Measured osmolality: getting the whole picture

Osmolality is not the only concept that may be underestimated in clinical settings. The Osmol gap is defined as the difference between calculated and measured osmolality, and this concept is also more significant than it may initially sound. “Customers often ask me why they have to measure osmolality since they could just calculate it, and the values are usually the same,” says MacKenzie. “They are partially right, but what they are missing is that you want to measure osmolality to detect a possible Osmol gap, because this is the most important information. The presence of an Osmol gap suggests that patients have some sort of foreign substance in their bodies. You would miss this if you would just calculate osmolality.”

In fact, calculated osmolality values come off an automated analyzer detecting sodium, glucose and blood urine nitrogen (BUN) and do not account for the presence of clinically-relevant, osmotically active substances such as important toxins or medications. The indicator for the presence of such substances is the Osmol gap. Therefore, measuring osmolality with an in-house osmometer brings significant advantages in terms of speed and accuracy of diagnosis as it provides physicians with all needed information9.

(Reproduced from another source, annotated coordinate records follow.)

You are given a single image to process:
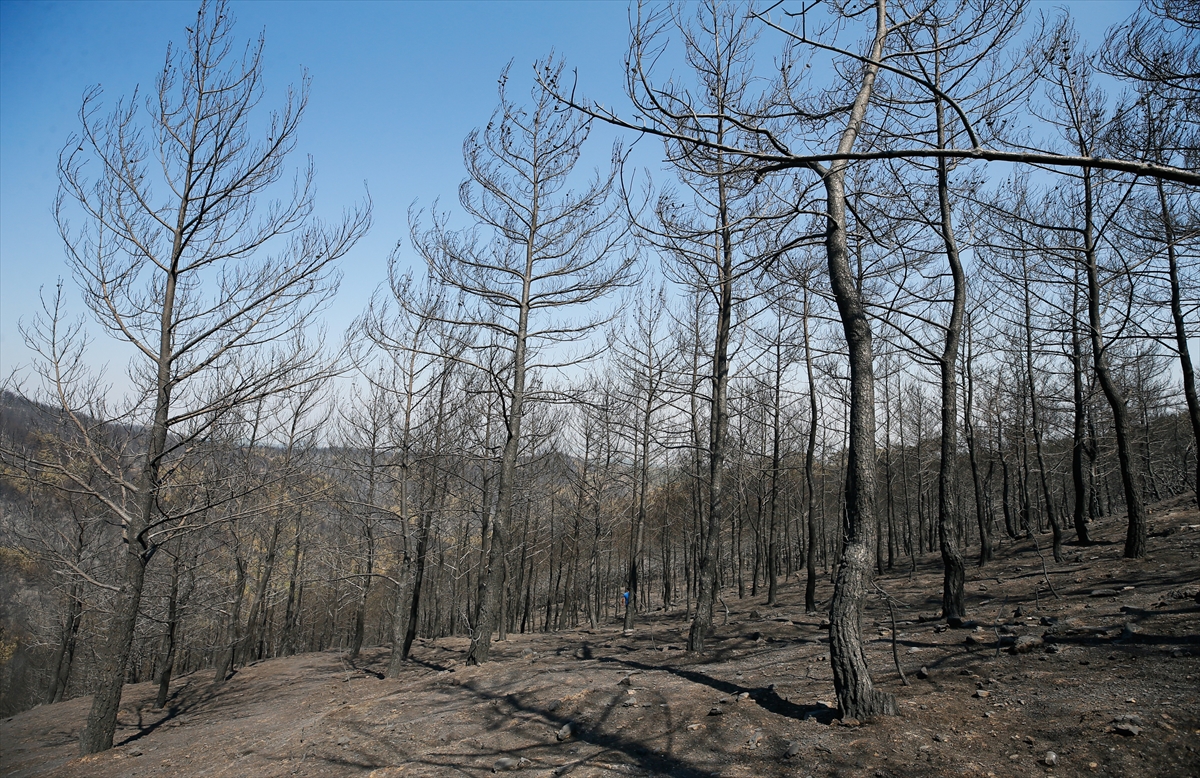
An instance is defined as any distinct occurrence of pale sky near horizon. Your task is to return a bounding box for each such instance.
[0,0,1136,396]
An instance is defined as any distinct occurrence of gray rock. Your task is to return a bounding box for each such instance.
[1009,635,1045,654]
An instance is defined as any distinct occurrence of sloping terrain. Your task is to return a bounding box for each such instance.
[0,498,1200,778]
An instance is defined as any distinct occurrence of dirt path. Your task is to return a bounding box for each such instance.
[7,499,1200,778]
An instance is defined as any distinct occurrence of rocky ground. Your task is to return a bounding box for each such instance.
[0,497,1200,778]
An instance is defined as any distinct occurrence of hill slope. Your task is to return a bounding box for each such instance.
[0,498,1200,778]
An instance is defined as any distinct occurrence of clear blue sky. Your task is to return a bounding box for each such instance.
[0,0,1136,389]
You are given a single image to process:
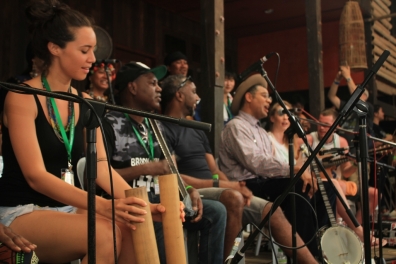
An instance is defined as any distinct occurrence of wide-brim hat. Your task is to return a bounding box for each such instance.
[231,74,267,115]
[115,62,167,92]
[164,51,187,66]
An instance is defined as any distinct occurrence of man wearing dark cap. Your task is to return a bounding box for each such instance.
[164,51,188,76]
[104,63,226,264]
[161,75,316,263]
[219,74,335,256]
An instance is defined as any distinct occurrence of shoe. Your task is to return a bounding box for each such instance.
[370,237,388,248]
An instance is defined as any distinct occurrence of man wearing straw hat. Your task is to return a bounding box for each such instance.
[219,74,335,256]
[161,75,316,263]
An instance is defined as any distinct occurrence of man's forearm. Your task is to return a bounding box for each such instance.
[116,162,166,182]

Measured Osmolality provides a more comprehensive picture of the patient’s lab chemistry over calculated osmolality.

> PDF-Download: The importance of measured osmolality testing with an in house osmometer

Driving workflow efficiency with fast and accurate osmolality results

Being able to provide test results as quickly and accurately as possible is a major issue as more and more clinical laboratories struggle with a lack of financial means and staffing shortages. The concurrent increase in osmolality requests puts both small and larger laboratories under great pressure to perform more testing with fewer resources. “Our goal is to support clinical laboratories by driving time and labor savings, and hence improving workflow efficiency,” explains MacKenzie. “This is why Advanced Instruments osmometers bring together accurate and reliable osmolality measurement with ease-of-use. These features allow a secure and efficient patient sample analysis.”

Further, multi-sample osmometers such as the OsmoPRO® allow laboratories to free up resources so technicians can focus on other tasks while also dramatically reducing turnaround times from one entire day to a few hours. “Our data security features and the possibility of connecting our osmometers to the LIS reduce the risk of sample mix-ups and ensure a safe and direct transmission of the test results to the physicians with no need of paperwork and, hence, no risk of miscommunication,” remarks MacKenzie. In fact, all of these features are essential for labs aiming to ensure accurate and quick turnaround of osmolality results for better patient care.